How often do we hear that phrase—“I didn’t want to get involved”?
The reasons are always excellent—“I was way too busy,” “I had problems of my own,” “I had too much on my plate,” “It wasn’t my business,” or the piece de resistance, “Someone else will take care of it.”
And the issue never seems to matter—whether it is helping bring food to one’s child’s school event, protesting Monsanto’s latest Frankenfood, or supporting one individual’s human rights and dignity.
We claim we are good people, we believe we are good people, and usually we are.
So were the people, who 50 years ago, watched as a woman was attacked and murder on a quiet street in Queens, NY.
The anniversary of the death of Kitty Genovese passed quietly in March, and if you weren’t looking to remember it, you probably missed it. But the event that the Pacific Standard said made the term “bystander effect” a household word marked its 50th anniversary in March. Social psychologists held a conference at Fordham University, while many news organizations wrote obligatory columns.
For those of you too young to remember the details, the famous lede paragraph that ran in The New York Times a full two weeks later, but on page one, ran as follows:
For more than half an hour 38 respectable, law-abiding citizens in Queens watched a killer stalk and stab a woman in three separate attacks in Kew Gardens.
As the Pacific Standard explains, it would turn out that the number 38 would be contested and that there were only two attacks and not three, but the essence of the lede paragraph remains the same. As was the quote from Kitty Genovese’s friend and neighbor Karl Ross, “I didn’t want to get involved” (Pacific Standard, ¶ 8). A group of people saw a woman in trouble and did not act.
An article in The New Yorker suggests, however, the real story is even murkier, in that two people did, in fact, call the police, because an ambulance did arrive to find Genovese dying in the arms of a neighbor, who had indeed left her apartment despite not knowing whether the murderer had fled. And one of the attacks was in a vestibule, making it difficult for witnesses to see one of the two attacks clearly. What remains is that two key witnesses, Ross, and Joseph Fink, who lived across the street, saw both attacks clearly, and did nothing, lend much more credence to the “bystander effect.” The New Yorker suggests Ross is a “murkier” figure in the story because he was said to be both drunk and gay, making him a potential target for attacks, should he have spoken out. Fink, according to the article, is a true villain in the story, since he was said to have witnessed the attacks and then went to take a nap.
Whatever the case, the important part of the story is the question Maria Popova asks: “How far away do you have to be to forgive yourself for not doing whatever is in your power to do?”
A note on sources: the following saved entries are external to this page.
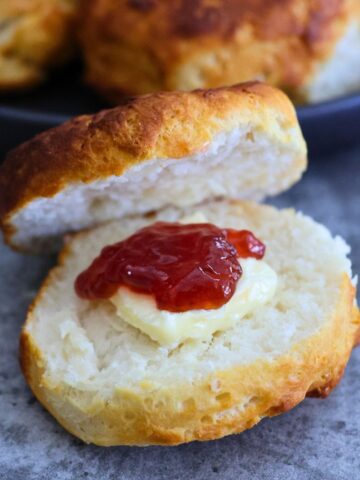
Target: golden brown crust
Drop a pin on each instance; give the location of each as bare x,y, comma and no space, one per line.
162,125
209,408
36,35
139,46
We live in a world where we get so focused—and I use the word “we” quite intentionally, and not as the royal we, because I know I fall victim to this quite easily—on our day-to-day “busyness” and self-importance that it becomes so easy to not step out of our comfort zones and do something for another. How many times do I tell someone not to interrupt me because I am in the middle of a project that honestly can wait five minutes? How often do I rush past people asking for help on the street because I don’t want to take the time to figure out what they are saying? I almost did that today, when a woman stopped me the Times Square subway station who spoke almost no English. I didn’t want to wait for her husband to come over because I was in such a rush (to do errands? Seriously?) and I felt the tension boiling in my bones but I did wait the entire five seconds to simply help him figure out that he needed the downtown trains. I showed them the way—the same way I was going. I really didn’t lose anything in the transaction, and I gained a little something for being able to help some people, as small a gesture as it was.
When we are caught up in the question of what are WE going to get out this, we get nothing (or maybe ulcers, insomnia, and back pain or worse). If we can step back and remember to ask is there something in this that others may get out of it—will my act touch others in an empathic or kind or caring or useful way?—maybe we will stop being bystanders in our lives.